Massachusetts IT secretary Mark Nunnelly heads out, public safety undersecretary Curtis Wood comes in

The state's Executive Office of Technology Services and Security will see a change in leadership next month.

After leading the state through a transition to a consolidated IT environment, Massachusetts’ top technology and cybersecurity official will depart state government to spend more time with his family, the office of Gov. Charlie Baker announced on Friday.

Mark Nunnelly, former managing director of private investment firm Bain Capital, joined Baker’s administration in March 2015 as the commissioner of revenue and special adviser to the governor for technology before becoming a Cabinet-level technology and cybersecurity secretary the following year. Nunnelly, who serves the Republican governor as an unpaid official, will be replaced by Curtis Wood, a longtime Massachusetts public safety official and the current undersecretary for the state’s executive public safety oversight agency.

Chief Information Officer Dennis McDermitt and the existing technology team reporting to the secretary will continue in their roles through the official transition on June 18.

“My service in the Baker-Polito Administration has been one of the truly exceptional experiences of my professional career,” Nunnelly said in a press statement.

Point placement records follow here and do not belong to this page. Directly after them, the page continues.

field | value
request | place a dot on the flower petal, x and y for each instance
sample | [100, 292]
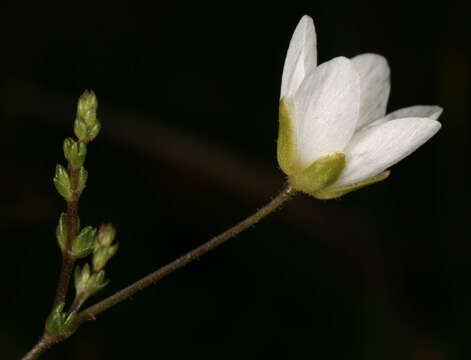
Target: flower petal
[326, 108]
[376, 148]
[429, 111]
[375, 87]
[301, 57]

Nunnelly oversaw the decommissioning of the Massachusetts Office of Information Technology, the state’s federated IT environment, also known as MassIT, in August 2017 and led a transition toward a consolidated Executive Office of Technology Services and Security. The governor’s office credits Nunnelly with launching a new redesigned state website, designing a unified network architecture, consolidating IT contracts that led to $20 million in annual savings, and eliminating the need for more than 2,000 servers within the last two years.

The secretary also served through several technology controversies and major challenges, including a Department of Revenue data breach that exposed the private information of about 39,000 business taxpayers, delayed child support payments to about 1,500 parents earlier this year, and accidental mailings by the state tax department that exposed the private data of about 6,100 people. As Nunnelly’s technology office is still transitioning toward a consolidated organizational structure, it’s unclear how, if at all, he was involved in managing those incidents.

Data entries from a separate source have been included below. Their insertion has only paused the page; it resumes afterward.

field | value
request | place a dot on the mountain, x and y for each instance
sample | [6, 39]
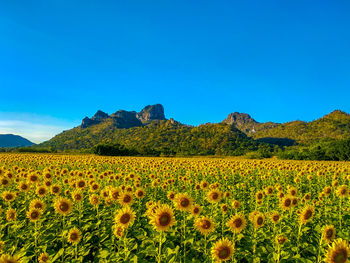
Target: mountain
[127, 119]
[149, 130]
[335, 125]
[11, 140]
[247, 124]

Incoming secretary Wood will bring extensive public safety experience to the role, having served as the undersecretary for forensic science and technology and the CIO within the Massachusetts Executive Office of Public Safety and Security since 2011, where he provides oversight to public safety, forensic, and technology agencies across the state. Most recently, Wood directed a statewide transition to a next generation 911 system.

Wood also served as commissioner of the Massachusetts Department of Criminal Justice Information Services and sits on the board of directors for the National Law Enforcement Telecommunications System, an information sharing network.

The governor’s office declined a request for interviews with Wood and Nunnelly.